Consider for example, can all the vehicles on the road be replaced by electric cars? The answer is probably yes but definitely not in the short or visible mid-term. Even if a large transformation does occur (which is projected to be 6% of the global fleet by 2035), it must be noted that a small fraction of the Oil & Gas is actually utilized for vehicle fuel. The expanse of the Oil & Gas market is vaster than the use of oil and gas as fuel because oil and gas are the building blocks of much of our surroundings. 

Also consider that with the advent of electric cars, we will still be dependent on the Oil & Gas market for the plastic & polymeric parts that comprise a significant part of every vehicle. Also, most electric vehicles are hybrids and this allows them the flexibility to run on the fuels used today. The question also arises, how will we generate electricity to support the electric vehicle charging infrastructure? Here again, we must look to the use of gas to generate energy.

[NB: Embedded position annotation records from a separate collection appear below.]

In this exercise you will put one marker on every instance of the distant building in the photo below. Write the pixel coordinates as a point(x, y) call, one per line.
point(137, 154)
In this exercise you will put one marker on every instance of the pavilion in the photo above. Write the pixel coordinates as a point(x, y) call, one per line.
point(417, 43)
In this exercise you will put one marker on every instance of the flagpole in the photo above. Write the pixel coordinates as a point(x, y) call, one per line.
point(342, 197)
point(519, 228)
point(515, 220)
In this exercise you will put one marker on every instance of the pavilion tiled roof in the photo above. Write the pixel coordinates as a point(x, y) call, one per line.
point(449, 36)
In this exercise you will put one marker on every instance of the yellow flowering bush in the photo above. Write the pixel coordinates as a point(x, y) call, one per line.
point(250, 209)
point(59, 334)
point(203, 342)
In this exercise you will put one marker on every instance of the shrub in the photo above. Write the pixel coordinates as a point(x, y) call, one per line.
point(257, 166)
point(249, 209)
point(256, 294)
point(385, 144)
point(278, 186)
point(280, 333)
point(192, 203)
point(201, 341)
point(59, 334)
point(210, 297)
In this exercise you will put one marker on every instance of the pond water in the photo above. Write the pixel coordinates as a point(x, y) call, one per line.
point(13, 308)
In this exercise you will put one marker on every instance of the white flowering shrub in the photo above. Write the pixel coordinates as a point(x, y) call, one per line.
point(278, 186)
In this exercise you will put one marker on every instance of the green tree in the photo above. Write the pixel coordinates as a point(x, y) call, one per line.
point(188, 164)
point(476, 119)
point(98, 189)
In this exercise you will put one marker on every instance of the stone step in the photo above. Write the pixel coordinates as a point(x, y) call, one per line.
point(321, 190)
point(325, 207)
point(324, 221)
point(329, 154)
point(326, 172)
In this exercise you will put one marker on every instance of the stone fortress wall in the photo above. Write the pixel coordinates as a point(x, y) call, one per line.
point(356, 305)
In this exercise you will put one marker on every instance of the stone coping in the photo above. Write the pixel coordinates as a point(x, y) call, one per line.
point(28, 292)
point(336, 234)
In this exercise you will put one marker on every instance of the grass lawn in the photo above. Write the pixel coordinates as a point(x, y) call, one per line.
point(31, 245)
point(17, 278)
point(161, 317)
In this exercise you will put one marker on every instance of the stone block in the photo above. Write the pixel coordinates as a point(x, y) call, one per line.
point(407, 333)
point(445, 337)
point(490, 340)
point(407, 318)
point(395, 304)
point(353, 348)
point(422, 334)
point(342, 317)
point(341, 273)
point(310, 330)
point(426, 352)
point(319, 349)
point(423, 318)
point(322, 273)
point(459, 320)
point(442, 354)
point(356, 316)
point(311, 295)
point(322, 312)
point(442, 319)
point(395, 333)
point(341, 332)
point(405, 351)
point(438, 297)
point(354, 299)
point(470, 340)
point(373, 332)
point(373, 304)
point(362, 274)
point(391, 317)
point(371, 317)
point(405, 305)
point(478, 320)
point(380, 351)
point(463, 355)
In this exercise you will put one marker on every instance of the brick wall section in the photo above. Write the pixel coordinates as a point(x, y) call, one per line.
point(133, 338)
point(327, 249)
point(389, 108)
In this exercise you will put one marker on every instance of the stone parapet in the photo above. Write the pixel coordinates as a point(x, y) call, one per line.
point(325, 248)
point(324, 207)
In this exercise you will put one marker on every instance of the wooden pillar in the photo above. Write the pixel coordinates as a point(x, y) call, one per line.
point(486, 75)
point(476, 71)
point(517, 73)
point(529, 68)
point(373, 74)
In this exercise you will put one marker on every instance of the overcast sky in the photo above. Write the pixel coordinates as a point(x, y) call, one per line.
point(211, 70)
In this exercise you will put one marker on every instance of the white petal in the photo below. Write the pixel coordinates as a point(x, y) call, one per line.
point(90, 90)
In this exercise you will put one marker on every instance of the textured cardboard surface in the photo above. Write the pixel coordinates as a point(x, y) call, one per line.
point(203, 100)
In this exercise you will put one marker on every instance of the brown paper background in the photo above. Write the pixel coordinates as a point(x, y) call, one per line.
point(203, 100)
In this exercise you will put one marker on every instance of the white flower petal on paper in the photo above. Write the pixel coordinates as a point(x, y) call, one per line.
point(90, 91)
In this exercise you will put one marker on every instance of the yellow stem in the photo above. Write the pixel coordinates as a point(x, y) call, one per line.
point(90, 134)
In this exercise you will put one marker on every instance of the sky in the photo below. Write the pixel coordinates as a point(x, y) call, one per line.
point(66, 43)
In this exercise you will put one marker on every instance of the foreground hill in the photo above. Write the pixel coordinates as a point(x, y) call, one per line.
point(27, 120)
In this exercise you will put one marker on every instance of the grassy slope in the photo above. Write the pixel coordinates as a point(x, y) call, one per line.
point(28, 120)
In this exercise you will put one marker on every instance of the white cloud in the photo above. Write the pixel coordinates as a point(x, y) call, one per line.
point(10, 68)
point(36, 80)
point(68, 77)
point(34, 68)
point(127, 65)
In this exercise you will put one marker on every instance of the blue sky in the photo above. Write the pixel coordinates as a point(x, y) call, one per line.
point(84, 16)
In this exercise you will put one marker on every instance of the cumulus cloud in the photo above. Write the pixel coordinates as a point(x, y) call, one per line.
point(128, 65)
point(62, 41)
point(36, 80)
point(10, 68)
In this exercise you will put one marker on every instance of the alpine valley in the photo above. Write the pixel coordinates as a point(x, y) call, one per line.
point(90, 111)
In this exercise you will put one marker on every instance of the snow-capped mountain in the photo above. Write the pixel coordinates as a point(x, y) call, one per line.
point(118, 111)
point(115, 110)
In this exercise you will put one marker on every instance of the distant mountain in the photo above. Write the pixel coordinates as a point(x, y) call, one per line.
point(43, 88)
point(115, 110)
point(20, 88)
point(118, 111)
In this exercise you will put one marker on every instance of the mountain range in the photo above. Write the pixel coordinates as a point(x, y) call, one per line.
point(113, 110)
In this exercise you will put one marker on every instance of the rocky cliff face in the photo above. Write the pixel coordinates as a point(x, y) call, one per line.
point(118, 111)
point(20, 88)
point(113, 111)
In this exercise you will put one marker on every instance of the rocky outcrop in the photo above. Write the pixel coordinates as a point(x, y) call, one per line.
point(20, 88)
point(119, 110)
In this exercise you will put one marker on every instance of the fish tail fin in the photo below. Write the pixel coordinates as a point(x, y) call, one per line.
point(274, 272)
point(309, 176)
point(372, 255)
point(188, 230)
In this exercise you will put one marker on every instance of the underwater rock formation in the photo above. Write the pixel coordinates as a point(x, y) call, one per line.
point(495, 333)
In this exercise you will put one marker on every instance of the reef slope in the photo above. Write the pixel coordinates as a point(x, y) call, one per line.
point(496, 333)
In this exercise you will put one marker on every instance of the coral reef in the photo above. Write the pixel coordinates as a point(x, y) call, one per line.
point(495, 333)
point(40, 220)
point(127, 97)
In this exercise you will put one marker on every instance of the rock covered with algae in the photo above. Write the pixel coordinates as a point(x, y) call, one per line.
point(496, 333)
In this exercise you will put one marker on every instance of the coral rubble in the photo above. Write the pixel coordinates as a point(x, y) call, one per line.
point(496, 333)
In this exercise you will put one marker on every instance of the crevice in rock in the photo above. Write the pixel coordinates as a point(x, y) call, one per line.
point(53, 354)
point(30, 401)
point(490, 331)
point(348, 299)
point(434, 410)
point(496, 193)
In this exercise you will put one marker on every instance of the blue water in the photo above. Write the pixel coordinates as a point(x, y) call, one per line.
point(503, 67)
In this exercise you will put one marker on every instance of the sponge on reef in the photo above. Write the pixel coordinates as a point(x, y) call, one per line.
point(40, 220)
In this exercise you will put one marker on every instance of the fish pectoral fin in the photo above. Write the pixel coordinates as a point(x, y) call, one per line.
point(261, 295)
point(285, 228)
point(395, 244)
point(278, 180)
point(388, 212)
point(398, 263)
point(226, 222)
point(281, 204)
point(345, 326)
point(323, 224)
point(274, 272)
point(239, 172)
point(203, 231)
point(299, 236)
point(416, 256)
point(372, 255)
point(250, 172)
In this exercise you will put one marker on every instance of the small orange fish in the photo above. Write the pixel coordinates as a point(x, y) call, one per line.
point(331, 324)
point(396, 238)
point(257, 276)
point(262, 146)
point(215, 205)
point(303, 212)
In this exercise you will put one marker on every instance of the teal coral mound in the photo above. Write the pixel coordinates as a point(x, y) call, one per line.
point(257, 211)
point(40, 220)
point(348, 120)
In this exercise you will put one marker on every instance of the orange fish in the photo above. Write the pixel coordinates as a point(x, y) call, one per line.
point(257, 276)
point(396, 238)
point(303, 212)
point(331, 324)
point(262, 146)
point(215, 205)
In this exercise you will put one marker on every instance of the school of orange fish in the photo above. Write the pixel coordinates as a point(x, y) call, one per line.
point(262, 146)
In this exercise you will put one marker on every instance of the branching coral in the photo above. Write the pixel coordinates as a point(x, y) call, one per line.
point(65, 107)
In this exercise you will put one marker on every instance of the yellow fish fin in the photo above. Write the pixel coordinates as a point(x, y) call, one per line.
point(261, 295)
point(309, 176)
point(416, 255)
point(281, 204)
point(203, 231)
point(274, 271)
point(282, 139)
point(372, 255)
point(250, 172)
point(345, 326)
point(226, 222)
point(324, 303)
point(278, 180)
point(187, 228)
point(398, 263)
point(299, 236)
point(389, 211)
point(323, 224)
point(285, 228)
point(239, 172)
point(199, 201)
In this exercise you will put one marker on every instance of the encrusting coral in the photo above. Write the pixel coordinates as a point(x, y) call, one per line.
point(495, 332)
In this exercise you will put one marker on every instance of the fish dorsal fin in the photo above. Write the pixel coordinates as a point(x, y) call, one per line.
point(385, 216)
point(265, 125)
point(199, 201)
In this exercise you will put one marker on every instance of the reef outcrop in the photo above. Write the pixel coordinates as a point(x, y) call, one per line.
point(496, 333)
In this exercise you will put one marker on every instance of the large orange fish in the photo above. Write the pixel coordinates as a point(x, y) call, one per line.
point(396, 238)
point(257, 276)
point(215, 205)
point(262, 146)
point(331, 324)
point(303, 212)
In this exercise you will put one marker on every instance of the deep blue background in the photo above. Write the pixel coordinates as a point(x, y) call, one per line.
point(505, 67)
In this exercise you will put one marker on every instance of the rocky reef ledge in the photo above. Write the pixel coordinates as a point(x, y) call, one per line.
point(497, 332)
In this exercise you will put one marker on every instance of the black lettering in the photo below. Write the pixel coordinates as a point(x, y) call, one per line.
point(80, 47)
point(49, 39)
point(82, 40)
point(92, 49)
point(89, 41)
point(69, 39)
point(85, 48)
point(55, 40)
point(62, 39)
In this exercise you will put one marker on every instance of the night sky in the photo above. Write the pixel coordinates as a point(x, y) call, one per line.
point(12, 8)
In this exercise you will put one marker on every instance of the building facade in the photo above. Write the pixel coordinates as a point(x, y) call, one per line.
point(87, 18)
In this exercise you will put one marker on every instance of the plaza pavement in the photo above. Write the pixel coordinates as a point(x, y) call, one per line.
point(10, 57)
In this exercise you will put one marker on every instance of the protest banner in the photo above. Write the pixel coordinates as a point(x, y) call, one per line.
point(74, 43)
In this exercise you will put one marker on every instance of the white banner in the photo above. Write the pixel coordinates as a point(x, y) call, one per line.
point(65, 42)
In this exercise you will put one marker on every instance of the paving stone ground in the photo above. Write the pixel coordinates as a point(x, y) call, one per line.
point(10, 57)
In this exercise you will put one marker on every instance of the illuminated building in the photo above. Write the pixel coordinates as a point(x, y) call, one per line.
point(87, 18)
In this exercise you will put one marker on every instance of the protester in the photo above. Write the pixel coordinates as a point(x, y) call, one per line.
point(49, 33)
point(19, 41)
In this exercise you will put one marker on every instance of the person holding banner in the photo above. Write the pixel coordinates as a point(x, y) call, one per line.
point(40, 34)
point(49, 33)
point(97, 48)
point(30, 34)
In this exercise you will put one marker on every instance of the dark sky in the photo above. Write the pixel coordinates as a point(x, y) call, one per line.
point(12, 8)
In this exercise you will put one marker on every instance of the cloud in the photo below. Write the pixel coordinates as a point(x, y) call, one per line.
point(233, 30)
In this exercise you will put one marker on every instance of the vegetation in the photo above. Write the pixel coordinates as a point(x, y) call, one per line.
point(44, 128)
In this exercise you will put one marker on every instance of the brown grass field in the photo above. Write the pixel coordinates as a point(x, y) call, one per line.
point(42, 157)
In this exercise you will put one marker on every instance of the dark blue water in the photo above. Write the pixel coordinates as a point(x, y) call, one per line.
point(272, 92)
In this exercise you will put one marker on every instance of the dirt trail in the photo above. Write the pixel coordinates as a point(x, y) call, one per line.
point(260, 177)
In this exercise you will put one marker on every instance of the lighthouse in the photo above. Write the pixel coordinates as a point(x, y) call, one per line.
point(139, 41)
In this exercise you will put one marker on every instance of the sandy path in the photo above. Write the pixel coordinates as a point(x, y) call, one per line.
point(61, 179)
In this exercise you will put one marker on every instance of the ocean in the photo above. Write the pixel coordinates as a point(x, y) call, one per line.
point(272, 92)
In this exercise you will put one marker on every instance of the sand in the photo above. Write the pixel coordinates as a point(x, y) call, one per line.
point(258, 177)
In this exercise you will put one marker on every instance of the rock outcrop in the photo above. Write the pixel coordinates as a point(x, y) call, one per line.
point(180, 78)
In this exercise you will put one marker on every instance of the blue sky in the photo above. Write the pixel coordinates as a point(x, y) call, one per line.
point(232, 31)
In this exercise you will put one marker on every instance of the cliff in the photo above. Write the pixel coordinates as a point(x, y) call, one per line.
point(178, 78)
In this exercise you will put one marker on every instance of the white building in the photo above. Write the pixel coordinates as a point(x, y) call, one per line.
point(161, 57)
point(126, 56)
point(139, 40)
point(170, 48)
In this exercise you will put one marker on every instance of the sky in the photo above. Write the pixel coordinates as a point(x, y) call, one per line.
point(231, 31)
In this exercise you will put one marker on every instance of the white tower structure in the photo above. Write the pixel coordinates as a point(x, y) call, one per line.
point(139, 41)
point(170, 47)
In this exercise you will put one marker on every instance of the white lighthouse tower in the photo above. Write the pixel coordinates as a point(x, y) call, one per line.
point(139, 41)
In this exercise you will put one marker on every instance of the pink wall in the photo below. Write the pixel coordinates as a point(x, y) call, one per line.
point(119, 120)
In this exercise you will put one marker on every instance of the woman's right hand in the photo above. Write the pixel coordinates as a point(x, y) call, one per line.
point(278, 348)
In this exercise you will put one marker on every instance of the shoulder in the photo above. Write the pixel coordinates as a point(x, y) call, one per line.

Another factor to look into is the cost of electric vehicles. There is an upward trend in many parts of the world in the use of electric vehicles. However, these vehicles actually cost significantly more than they are sold for but are subsidized by the government. In fact, it has been observed, that if this subsidy is not passed on to buyers, they will not purchase electric vehicles. 

Hence the concept of renewables serving a dual purpose emerges. Firstly, they are primarily aimed at helping fill up the supply deficit for the ever-increasing demand on the fossil fuels. Secondly, they are believed to be a cleaner source of fuel as they produce lower emissions. The Paris Agreement aimed to target a global temperature rise of not more than 2°C by this century. However, the current trend is projecting a temperature increase in excess of 5°C. Renewables in the energy pool can help come closer to achieving the targeted temperature set forth in the Paris Agreement.

In conclusion, the Oil & Gas sector is a firmly rooted sector which cannot be replaced - it will, however, be supplemented with the help of renewables to reduce pressure on limited resources in the times to come. The renewables, as they currently stand, are at a stage of infancy. The technology is yet to mature! Energy efficiency & storage in case of renewables are major challenges! Electric cars have a short running distance – hence hybrid cars that run on fuel are a smarter choice. The Oil & Gas market is here to stay, serving as the base for polymers & petrochemicals something which renewable energy cannot do!